The laser chip further includes an electroabsorption modulator;

The electroabsorption modulator is located on a side of the gain region remote from the monitor photodiode and is electrically isolated from the gain region.
The laser chip according to claim 7, wherein the cavity surface of the electroabsorption modulator is plated with an anti-reflection film.
A laser chip according to claim 7 or 8, wherein said laser chip further comprises a semiconductor optical amplifier; said semiconductor optical amplifier being located on a side of said electroabsorption modulator remote from said gain region and said Electro-absorption modulator is electrically isolated;

The active layer of the semiconductor optical amplifier is disposed in the same layer as the active layer of the multi-segment distributed feedback/distributed Bragg laser of the passive grating.
The laser chip of claim 1 wherein said laser is a distributed feedback laser of a quarter-wavelength phase shift grating.

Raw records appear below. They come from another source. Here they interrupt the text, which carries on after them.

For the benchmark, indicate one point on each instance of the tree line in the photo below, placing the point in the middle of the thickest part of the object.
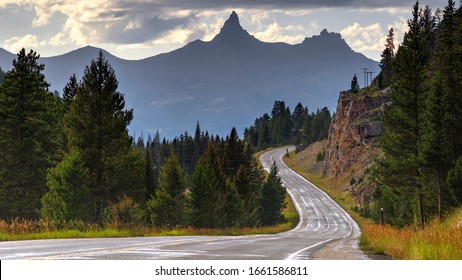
(420, 175)
(71, 158)
(283, 127)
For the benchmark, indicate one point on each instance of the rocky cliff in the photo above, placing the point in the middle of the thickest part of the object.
(353, 142)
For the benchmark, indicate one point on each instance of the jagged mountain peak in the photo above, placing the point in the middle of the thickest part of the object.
(232, 30)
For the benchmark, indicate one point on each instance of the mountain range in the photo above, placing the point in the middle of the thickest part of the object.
(223, 83)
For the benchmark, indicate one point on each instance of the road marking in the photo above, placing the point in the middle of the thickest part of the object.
(294, 255)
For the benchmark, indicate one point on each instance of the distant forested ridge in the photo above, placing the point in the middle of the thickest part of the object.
(284, 127)
(71, 158)
(420, 175)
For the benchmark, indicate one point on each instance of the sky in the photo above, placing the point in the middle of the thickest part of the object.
(136, 29)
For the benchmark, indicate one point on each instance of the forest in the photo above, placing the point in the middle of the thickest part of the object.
(71, 158)
(419, 176)
(299, 128)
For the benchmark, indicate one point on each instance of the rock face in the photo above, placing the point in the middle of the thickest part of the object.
(354, 132)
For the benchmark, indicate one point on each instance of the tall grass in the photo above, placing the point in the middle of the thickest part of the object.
(437, 241)
(21, 229)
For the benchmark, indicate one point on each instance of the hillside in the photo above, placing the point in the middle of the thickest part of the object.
(352, 145)
(207, 81)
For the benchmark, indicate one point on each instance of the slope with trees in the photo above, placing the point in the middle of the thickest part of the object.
(419, 175)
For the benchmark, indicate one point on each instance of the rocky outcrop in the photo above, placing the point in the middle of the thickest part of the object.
(354, 130)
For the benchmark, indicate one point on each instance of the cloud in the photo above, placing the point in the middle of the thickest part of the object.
(168, 24)
(171, 101)
(291, 34)
(16, 43)
(364, 38)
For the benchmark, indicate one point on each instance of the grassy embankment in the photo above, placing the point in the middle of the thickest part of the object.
(39, 229)
(438, 241)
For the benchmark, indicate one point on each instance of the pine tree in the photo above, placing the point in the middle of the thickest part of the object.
(433, 145)
(69, 92)
(27, 140)
(273, 199)
(168, 206)
(96, 127)
(149, 176)
(248, 181)
(2, 76)
(402, 122)
(354, 85)
(386, 61)
(205, 190)
(68, 196)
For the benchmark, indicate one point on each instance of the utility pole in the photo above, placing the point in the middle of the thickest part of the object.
(365, 76)
(371, 72)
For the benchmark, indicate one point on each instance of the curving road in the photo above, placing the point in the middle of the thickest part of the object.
(322, 222)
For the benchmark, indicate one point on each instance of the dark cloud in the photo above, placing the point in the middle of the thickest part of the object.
(282, 4)
(136, 30)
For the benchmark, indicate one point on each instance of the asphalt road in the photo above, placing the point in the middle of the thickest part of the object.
(322, 222)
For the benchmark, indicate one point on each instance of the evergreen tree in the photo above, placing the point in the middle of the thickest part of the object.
(386, 61)
(232, 209)
(205, 191)
(68, 196)
(168, 206)
(27, 140)
(2, 75)
(69, 92)
(96, 127)
(273, 199)
(248, 181)
(149, 176)
(449, 65)
(402, 121)
(354, 85)
(433, 149)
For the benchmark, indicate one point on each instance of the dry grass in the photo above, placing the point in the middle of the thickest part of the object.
(438, 241)
(21, 229)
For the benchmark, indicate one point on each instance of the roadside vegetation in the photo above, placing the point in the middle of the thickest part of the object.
(78, 173)
(22, 229)
(437, 241)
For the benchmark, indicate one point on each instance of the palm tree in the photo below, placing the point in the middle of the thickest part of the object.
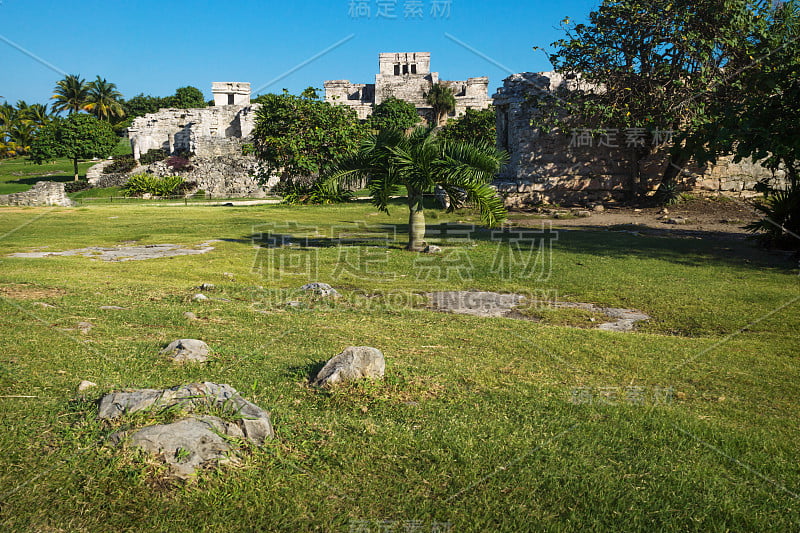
(420, 161)
(442, 100)
(104, 99)
(35, 114)
(71, 94)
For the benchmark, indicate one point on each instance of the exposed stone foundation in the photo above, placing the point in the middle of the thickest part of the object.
(43, 193)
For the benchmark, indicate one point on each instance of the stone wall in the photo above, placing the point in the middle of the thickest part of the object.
(222, 176)
(204, 131)
(406, 76)
(557, 168)
(43, 193)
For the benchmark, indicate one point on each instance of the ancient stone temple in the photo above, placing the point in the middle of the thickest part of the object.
(213, 135)
(406, 76)
(205, 132)
(570, 167)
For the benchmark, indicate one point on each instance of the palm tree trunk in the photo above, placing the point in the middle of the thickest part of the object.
(416, 222)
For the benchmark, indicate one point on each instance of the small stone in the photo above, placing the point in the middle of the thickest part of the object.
(187, 350)
(355, 362)
(677, 220)
(321, 289)
(85, 385)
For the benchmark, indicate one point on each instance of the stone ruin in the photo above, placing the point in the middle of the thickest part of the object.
(206, 132)
(406, 76)
(43, 193)
(553, 168)
(214, 136)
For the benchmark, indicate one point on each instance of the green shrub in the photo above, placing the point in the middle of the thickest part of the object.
(121, 164)
(153, 155)
(316, 193)
(139, 184)
(781, 222)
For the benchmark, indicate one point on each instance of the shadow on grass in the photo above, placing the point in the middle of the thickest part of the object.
(306, 372)
(683, 247)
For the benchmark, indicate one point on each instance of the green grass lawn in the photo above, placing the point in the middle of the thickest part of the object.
(19, 174)
(481, 424)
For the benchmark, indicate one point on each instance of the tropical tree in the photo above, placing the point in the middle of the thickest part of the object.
(79, 136)
(442, 102)
(104, 100)
(36, 114)
(650, 68)
(71, 94)
(186, 98)
(420, 161)
(393, 113)
(301, 137)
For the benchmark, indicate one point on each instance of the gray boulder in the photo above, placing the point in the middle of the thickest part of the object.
(186, 444)
(253, 421)
(187, 350)
(320, 289)
(353, 363)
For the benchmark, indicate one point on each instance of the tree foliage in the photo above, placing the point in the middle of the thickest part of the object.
(186, 98)
(301, 137)
(79, 136)
(420, 161)
(71, 94)
(19, 124)
(104, 100)
(474, 126)
(651, 66)
(393, 113)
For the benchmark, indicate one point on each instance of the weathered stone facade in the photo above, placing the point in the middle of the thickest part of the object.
(552, 168)
(406, 76)
(43, 193)
(207, 131)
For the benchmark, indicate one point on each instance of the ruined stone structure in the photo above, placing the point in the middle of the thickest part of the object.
(406, 76)
(214, 135)
(208, 131)
(43, 193)
(553, 168)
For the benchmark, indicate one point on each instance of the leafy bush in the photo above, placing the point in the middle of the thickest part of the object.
(153, 155)
(139, 184)
(75, 186)
(781, 222)
(316, 193)
(178, 163)
(121, 164)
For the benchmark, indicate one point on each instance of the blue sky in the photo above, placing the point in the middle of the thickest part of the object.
(155, 47)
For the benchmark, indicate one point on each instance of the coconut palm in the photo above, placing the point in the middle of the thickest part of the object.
(442, 100)
(71, 94)
(420, 161)
(37, 114)
(103, 100)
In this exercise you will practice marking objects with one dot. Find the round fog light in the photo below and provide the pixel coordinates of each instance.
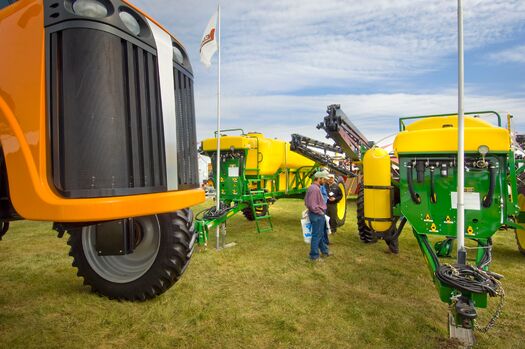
(130, 22)
(90, 8)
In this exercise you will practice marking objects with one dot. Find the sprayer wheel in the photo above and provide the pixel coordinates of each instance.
(520, 240)
(260, 211)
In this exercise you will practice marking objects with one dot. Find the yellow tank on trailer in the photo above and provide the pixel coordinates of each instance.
(271, 154)
(377, 192)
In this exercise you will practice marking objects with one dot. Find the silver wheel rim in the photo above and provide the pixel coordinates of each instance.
(126, 268)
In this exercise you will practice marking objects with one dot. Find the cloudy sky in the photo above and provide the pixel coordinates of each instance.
(284, 61)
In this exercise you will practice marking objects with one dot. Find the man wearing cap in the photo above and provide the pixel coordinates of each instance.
(316, 206)
(334, 196)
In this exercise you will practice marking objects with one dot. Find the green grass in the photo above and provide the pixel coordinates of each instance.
(262, 293)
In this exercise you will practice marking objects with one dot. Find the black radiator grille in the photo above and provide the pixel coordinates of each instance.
(187, 166)
(106, 120)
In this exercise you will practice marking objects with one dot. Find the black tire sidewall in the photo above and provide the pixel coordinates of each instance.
(170, 262)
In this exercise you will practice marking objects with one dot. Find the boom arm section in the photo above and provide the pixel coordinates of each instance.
(344, 133)
(309, 148)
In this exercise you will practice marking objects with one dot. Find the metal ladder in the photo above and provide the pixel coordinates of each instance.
(257, 199)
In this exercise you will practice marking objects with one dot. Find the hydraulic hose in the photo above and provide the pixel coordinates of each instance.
(487, 200)
(415, 196)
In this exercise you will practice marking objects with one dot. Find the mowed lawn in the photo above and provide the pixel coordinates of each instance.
(262, 293)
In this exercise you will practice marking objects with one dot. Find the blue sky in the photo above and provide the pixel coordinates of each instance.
(285, 61)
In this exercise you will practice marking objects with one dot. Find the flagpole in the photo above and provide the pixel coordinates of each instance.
(218, 180)
(462, 252)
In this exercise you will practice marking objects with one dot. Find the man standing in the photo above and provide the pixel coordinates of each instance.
(316, 209)
(334, 196)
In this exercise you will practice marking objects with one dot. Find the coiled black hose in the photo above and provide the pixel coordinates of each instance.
(487, 200)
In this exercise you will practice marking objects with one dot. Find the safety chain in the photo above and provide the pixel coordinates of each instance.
(497, 312)
(500, 292)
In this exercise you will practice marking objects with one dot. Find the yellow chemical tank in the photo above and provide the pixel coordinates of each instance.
(376, 168)
(271, 154)
(440, 134)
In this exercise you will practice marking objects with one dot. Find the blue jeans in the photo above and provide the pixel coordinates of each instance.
(318, 230)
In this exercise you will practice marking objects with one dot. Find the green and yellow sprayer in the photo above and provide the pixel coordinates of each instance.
(424, 194)
(416, 185)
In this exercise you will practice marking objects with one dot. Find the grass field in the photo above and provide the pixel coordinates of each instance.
(262, 293)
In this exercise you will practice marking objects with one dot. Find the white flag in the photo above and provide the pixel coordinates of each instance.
(209, 41)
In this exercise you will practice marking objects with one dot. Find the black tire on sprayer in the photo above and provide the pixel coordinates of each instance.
(260, 211)
(160, 257)
(520, 240)
(365, 233)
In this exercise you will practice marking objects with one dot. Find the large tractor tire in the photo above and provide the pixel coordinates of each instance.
(259, 211)
(341, 205)
(164, 248)
(365, 233)
(520, 234)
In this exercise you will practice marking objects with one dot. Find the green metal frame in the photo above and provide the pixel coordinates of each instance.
(251, 190)
(402, 125)
(439, 219)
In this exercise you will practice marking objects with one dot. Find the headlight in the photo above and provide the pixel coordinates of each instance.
(177, 55)
(483, 150)
(90, 8)
(130, 22)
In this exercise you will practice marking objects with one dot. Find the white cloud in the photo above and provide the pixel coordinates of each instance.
(511, 55)
(285, 46)
(376, 115)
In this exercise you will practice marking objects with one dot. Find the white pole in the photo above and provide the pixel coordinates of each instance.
(461, 144)
(218, 180)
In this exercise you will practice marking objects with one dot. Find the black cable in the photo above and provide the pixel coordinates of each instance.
(212, 213)
(467, 278)
(415, 196)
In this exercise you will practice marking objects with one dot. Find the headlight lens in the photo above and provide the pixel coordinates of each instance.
(130, 22)
(90, 8)
(177, 55)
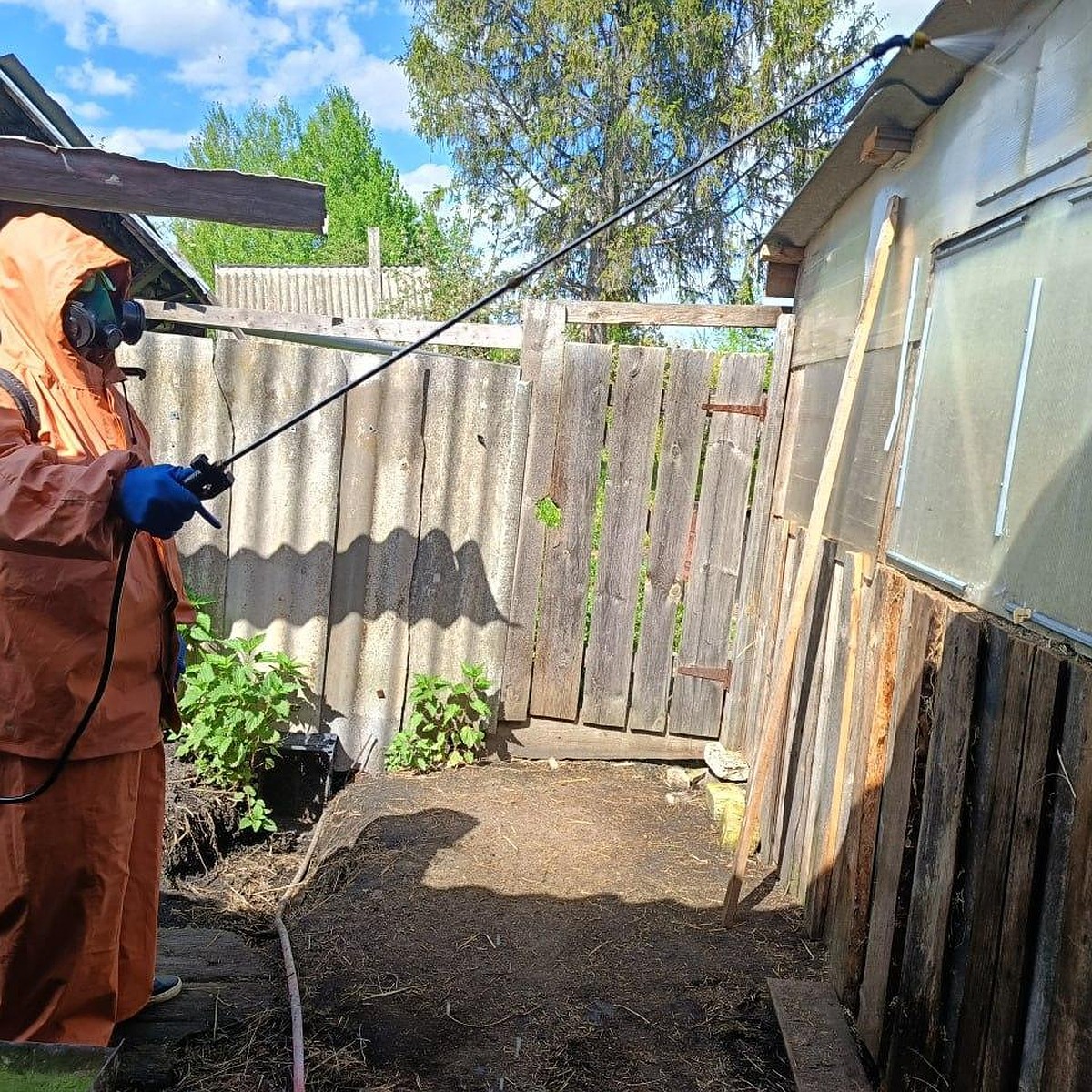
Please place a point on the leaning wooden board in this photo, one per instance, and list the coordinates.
(818, 1041)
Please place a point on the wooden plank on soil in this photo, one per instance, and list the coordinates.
(818, 1041)
(1067, 1065)
(632, 440)
(560, 654)
(751, 621)
(917, 1027)
(722, 511)
(996, 753)
(831, 829)
(825, 743)
(672, 511)
(916, 631)
(1062, 774)
(1004, 1036)
(541, 740)
(541, 361)
(851, 935)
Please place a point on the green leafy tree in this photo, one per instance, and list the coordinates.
(337, 147)
(558, 113)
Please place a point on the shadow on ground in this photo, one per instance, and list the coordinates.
(518, 928)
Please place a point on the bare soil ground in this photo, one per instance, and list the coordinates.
(511, 927)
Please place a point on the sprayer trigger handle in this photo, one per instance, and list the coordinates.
(207, 480)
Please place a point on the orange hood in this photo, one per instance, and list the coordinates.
(43, 260)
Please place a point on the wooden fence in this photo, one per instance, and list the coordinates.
(934, 811)
(409, 528)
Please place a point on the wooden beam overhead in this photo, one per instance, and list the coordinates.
(782, 252)
(672, 315)
(106, 181)
(885, 142)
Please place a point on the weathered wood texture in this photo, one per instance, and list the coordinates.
(697, 703)
(206, 316)
(108, 181)
(541, 364)
(560, 655)
(818, 1041)
(747, 647)
(632, 437)
(669, 535)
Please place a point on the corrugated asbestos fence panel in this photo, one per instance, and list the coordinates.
(632, 436)
(349, 292)
(669, 535)
(475, 436)
(560, 653)
(187, 415)
(697, 703)
(282, 549)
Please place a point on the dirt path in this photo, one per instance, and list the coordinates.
(512, 928)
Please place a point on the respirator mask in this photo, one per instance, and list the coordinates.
(93, 320)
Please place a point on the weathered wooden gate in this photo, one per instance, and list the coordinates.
(636, 496)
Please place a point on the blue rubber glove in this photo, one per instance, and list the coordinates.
(153, 500)
(180, 662)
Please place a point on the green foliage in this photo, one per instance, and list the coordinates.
(234, 702)
(334, 146)
(557, 114)
(448, 723)
(547, 512)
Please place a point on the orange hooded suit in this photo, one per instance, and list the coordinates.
(80, 865)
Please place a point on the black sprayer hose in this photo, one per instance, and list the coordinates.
(104, 678)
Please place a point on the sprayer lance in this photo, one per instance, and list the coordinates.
(210, 480)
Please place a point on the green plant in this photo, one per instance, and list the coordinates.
(235, 699)
(448, 724)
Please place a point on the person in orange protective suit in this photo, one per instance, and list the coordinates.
(80, 865)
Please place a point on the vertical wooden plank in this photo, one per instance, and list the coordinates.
(765, 628)
(1067, 1063)
(918, 612)
(474, 434)
(823, 770)
(996, 765)
(830, 831)
(541, 361)
(849, 942)
(722, 509)
(1062, 774)
(812, 686)
(631, 446)
(672, 511)
(746, 648)
(560, 654)
(1004, 1038)
(916, 1035)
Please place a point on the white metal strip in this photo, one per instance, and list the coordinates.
(900, 382)
(913, 408)
(1010, 454)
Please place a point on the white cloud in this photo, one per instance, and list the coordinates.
(81, 112)
(140, 141)
(420, 181)
(90, 79)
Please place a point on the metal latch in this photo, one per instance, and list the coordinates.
(748, 410)
(722, 675)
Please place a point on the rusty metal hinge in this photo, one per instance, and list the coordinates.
(748, 410)
(722, 675)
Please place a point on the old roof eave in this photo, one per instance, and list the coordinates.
(912, 87)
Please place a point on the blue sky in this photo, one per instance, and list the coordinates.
(137, 76)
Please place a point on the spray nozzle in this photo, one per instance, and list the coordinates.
(913, 42)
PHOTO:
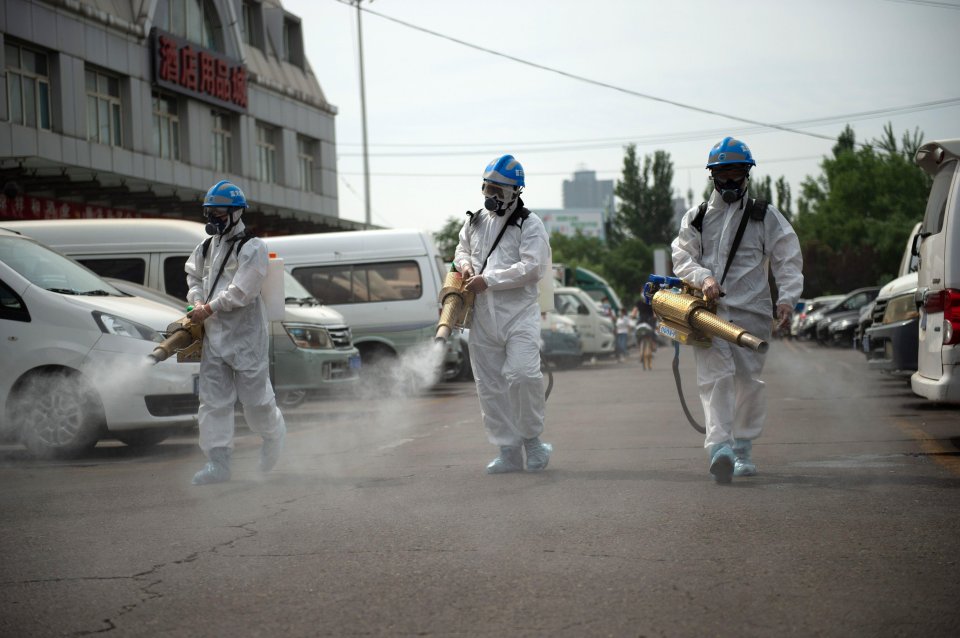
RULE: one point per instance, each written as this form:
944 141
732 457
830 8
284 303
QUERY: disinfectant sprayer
457 305
185 339
686 318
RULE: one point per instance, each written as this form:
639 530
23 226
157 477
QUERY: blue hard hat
225 193
729 151
505 170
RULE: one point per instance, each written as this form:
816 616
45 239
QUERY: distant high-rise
585 191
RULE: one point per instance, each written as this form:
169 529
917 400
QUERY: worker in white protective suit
224 275
728 376
503 253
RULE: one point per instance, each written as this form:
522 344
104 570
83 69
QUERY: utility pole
363 116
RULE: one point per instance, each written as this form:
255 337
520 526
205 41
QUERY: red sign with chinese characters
26 207
180 65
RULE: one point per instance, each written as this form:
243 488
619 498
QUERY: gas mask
731 189
219 225
496 197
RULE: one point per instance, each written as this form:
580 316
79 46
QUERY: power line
564 173
687 135
587 80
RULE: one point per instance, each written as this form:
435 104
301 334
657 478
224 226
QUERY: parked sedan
851 303
891 342
560 340
75 357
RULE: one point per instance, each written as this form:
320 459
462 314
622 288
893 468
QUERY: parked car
847 310
152 252
938 291
812 313
596 330
560 341
75 366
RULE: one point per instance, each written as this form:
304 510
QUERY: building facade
134 108
586 191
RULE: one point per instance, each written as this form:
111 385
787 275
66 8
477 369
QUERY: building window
222 142
266 153
166 126
28 86
103 108
292 42
195 20
252 24
306 154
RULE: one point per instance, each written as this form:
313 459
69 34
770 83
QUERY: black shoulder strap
519 213
698 220
756 209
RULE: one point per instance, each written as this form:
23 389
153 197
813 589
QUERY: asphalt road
379 520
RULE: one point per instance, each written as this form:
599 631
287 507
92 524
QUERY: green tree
646 197
853 219
448 237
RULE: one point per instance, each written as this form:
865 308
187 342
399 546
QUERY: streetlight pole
363 116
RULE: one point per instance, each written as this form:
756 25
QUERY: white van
74 357
938 290
597 332
386 283
152 252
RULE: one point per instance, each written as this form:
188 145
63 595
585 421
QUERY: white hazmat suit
733 396
235 346
505 329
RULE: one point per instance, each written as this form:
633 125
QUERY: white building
136 107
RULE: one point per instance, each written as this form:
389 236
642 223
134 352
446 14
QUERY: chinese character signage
180 65
26 207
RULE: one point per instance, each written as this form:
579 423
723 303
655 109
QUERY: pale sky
438 111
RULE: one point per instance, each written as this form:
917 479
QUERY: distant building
127 108
586 191
567 221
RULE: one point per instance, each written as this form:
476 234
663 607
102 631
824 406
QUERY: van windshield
50 270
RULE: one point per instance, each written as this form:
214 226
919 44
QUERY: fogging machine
185 339
456 305
687 318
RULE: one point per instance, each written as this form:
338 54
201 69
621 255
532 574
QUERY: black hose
683 402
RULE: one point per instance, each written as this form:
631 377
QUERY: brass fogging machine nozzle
694 323
457 305
185 340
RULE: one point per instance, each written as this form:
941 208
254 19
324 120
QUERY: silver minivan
938 288
74 358
311 349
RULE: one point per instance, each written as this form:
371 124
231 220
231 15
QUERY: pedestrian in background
502 254
224 275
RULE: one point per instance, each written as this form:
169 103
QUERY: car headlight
308 336
843 324
900 309
114 325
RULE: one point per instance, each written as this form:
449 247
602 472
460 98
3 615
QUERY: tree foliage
853 219
646 197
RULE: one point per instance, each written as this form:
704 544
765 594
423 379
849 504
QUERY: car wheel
57 415
147 437
291 398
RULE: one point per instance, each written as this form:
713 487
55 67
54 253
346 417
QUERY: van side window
12 307
175 277
937 201
362 283
129 269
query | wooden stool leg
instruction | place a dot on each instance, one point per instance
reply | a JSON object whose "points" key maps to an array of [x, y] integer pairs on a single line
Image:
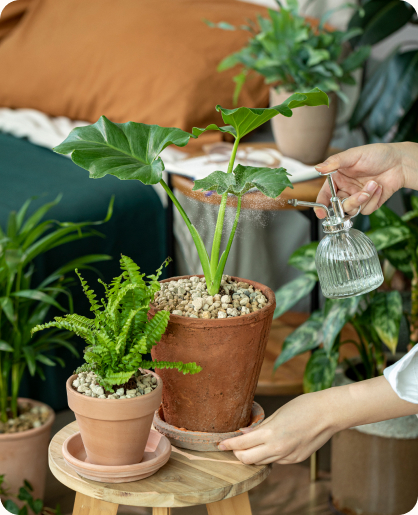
{"points": [[239, 505], [85, 505]]}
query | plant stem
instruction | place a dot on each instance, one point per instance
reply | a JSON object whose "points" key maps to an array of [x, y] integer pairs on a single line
{"points": [[217, 238]]}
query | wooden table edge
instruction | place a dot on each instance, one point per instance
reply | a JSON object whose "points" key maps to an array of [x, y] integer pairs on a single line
{"points": [[107, 494]]}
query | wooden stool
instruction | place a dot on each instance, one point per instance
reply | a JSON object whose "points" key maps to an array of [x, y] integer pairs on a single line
{"points": [[216, 479]]}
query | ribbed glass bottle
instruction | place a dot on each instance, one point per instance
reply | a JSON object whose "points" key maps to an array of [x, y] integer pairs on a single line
{"points": [[347, 264]]}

The laser chip of claim 10 wherein said second trench extends across said multi-quantum well layer of said distributed feedback laser of said quarter-wavelength phase shift grating.
The laser chip according to claim 10, wherein the second trench has a cross section of an inverted isosceles trapezoidal trench.
The laser chip according to claim 10, wherein the second trench has a bottom surface width of 2 to 100 μm.
A light emitting device comprising the laser chip according to any one of claims 1 to 13.
An optical module comprising the laser chip according to any one of claims 1 to 13 or the light emitting device according to claim 14.
A network device, comprising the optical module according to claim 15, wherein the network device is an optical line terminal or an optical network unit.